Core Concepts
Agents can bootstrap large nonlinear models to learn the parameters of a low-capacity model, which can then be efficiently updated online using logistic regression to align with a person's preferences during collaborative tasks.
Abstract
The paper proposes a method called BLR-HAC (Bootstrapped Logistic Regression for Human Agent Collaboration) that combines the strengths of pretrained large, nonlinear models and low-capacity models trained online via logistic regression to enable efficient learning in human-robot collaborations.
The key insights are:
- Agents assisting people need to have well-initialized policies that can adapt quickly to align with their partners' reward functions. Initializing policies to maximize performance with unknown partners can be achieved by bootstrapping nonlinear models using imitation learning over large, offline datasets. However, these large models require prohibitive computation to fine-tune in-situ.

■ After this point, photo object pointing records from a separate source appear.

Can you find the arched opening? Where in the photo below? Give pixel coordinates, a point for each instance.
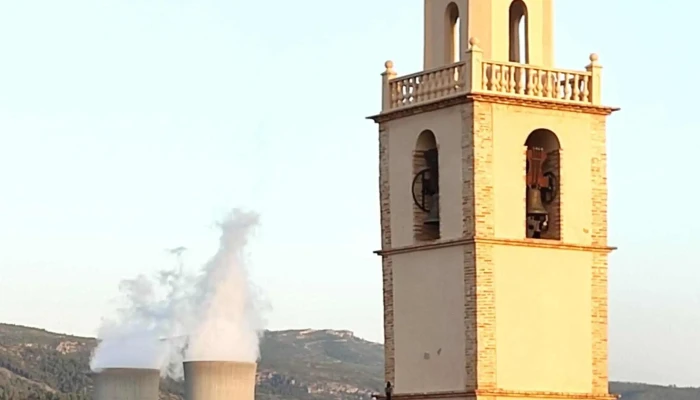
(453, 34)
(426, 188)
(542, 185)
(518, 41)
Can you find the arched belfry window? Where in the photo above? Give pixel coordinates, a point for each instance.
(453, 36)
(518, 42)
(542, 185)
(425, 188)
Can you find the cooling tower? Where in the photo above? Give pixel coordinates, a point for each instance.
(127, 384)
(219, 380)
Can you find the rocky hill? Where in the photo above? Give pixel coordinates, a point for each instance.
(295, 365)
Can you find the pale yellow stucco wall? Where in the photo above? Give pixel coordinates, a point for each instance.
(543, 315)
(429, 330)
(446, 125)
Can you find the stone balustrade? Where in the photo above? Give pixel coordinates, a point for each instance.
(475, 75)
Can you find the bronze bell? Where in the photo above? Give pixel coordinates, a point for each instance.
(433, 217)
(534, 202)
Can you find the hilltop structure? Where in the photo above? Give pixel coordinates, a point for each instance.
(494, 212)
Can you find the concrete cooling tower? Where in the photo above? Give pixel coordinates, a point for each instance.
(219, 380)
(127, 384)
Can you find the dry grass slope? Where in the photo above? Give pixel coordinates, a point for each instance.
(295, 365)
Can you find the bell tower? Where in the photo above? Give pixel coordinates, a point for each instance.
(493, 200)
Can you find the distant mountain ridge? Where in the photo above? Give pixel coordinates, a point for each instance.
(295, 365)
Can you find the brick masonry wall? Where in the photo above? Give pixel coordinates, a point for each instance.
(478, 204)
(387, 272)
(599, 237)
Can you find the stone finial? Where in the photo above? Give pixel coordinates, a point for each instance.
(389, 65)
(594, 59)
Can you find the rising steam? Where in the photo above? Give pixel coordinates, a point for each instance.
(211, 316)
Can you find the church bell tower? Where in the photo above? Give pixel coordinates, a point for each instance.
(494, 212)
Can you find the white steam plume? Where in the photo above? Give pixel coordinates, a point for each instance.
(225, 323)
(211, 316)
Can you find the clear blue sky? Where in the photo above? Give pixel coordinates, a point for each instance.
(128, 127)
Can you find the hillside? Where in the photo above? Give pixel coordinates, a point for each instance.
(295, 365)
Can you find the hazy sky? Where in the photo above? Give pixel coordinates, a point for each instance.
(128, 127)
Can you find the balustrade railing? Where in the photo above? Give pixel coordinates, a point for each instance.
(475, 75)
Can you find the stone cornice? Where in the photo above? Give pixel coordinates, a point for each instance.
(532, 102)
(499, 393)
(537, 243)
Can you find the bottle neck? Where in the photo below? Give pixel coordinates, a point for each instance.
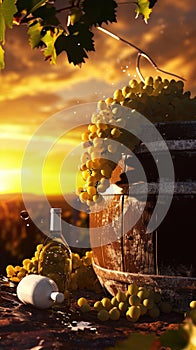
(55, 221)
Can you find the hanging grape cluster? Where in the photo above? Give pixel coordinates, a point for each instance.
(157, 99)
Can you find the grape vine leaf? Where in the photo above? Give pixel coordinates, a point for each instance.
(99, 11)
(83, 35)
(7, 11)
(144, 8)
(47, 13)
(34, 32)
(2, 62)
(49, 39)
(69, 44)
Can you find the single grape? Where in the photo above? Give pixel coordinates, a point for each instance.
(193, 304)
(154, 312)
(114, 314)
(106, 302)
(132, 288)
(134, 300)
(81, 301)
(103, 315)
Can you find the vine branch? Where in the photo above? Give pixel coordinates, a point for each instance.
(141, 53)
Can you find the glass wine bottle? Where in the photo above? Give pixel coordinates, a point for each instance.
(55, 257)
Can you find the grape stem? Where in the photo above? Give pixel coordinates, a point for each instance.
(140, 54)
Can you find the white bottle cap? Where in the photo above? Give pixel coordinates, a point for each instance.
(57, 297)
(55, 219)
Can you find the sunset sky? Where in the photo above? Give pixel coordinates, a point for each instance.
(32, 90)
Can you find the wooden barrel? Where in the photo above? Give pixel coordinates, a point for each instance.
(166, 257)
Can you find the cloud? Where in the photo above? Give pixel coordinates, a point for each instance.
(32, 90)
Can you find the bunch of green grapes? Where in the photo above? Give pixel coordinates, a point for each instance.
(83, 275)
(29, 266)
(136, 302)
(191, 313)
(103, 149)
(157, 99)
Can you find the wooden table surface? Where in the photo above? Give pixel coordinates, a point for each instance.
(22, 327)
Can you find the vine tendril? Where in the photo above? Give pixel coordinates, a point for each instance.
(140, 54)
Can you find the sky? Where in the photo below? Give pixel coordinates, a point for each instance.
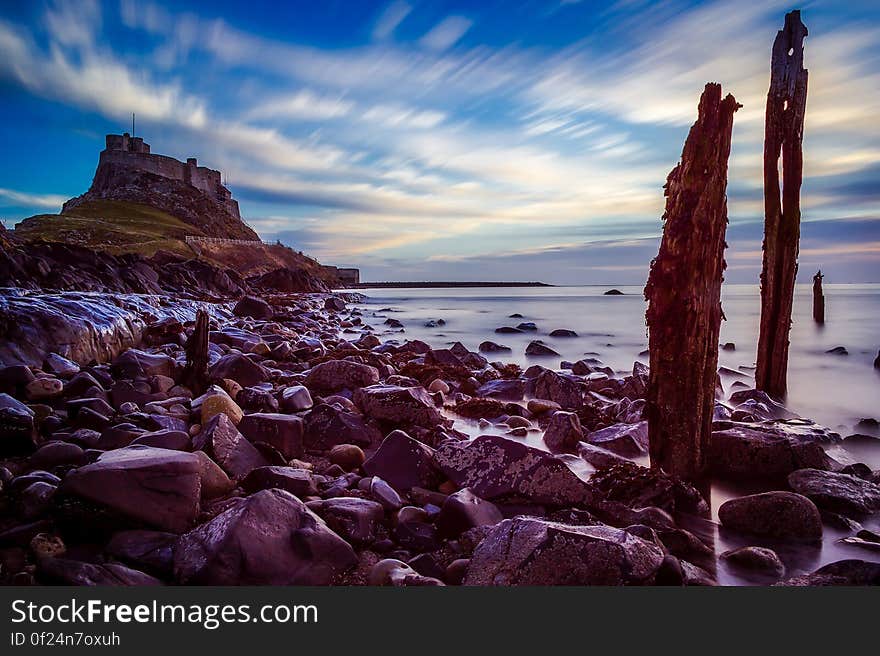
(427, 140)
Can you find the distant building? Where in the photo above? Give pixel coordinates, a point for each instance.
(134, 153)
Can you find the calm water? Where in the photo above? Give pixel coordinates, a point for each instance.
(833, 390)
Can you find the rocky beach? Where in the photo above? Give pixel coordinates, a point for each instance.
(325, 450)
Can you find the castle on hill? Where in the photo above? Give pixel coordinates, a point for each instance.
(134, 153)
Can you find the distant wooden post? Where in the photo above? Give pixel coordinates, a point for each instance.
(783, 133)
(684, 294)
(195, 374)
(818, 298)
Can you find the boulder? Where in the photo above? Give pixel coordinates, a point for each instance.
(352, 518)
(628, 440)
(783, 515)
(531, 551)
(837, 492)
(268, 538)
(495, 467)
(239, 368)
(751, 453)
(538, 348)
(327, 426)
(295, 399)
(282, 432)
(335, 375)
(159, 487)
(299, 482)
(560, 389)
(221, 440)
(563, 432)
(404, 462)
(463, 511)
(253, 307)
(399, 405)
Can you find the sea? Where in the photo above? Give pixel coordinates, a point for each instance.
(833, 389)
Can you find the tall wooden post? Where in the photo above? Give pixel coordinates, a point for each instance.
(684, 294)
(783, 133)
(818, 298)
(195, 374)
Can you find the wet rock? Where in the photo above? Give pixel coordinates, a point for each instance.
(354, 519)
(628, 440)
(751, 453)
(336, 375)
(61, 571)
(559, 389)
(530, 551)
(837, 492)
(494, 467)
(492, 347)
(401, 405)
(156, 486)
(282, 432)
(842, 572)
(511, 390)
(756, 561)
(295, 399)
(404, 462)
(327, 426)
(783, 515)
(396, 573)
(538, 348)
(463, 511)
(239, 368)
(221, 440)
(268, 538)
(215, 402)
(299, 482)
(563, 432)
(150, 551)
(17, 430)
(253, 307)
(347, 456)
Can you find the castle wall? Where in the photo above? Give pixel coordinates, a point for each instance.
(133, 153)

- In contrast, online logistic regression using low-capacity models performs rapid inference and fine-tuning updates, allowing effective use of immediate in-task behavior for reward function alignment. However, these low-capacity models cannot be bootstrapped as effectively by offline datasets and thus have poor initializations.
- BLR-HAC addresses this by first pretraining a large nonlinear model to learn the parameters of a low-capacity model, which is then updated online using logistic regression. This allows the agent to benefit from both good zero-shot performance and fast online adaptation.
The paper evaluates BLR-HAC in a simulated surface rearrangement task, where an agent assists a person in rearranging objects. The results show that BLR-HAC outperforms baseline low-capacity models and large, nonlinear models trained with behavior cloning in zero-shot coordination. It also achieves similar performance to a fine-tuned transformer model but requires a fraction of the compute.
Stats
The paper does not provide any specific numerical data or statistics. It focuses on describing the proposed algorithm and evaluating its performance through simulated experiments.
Quotes
The paper does not contain any direct quotes that are particularly striking or support the key arguments.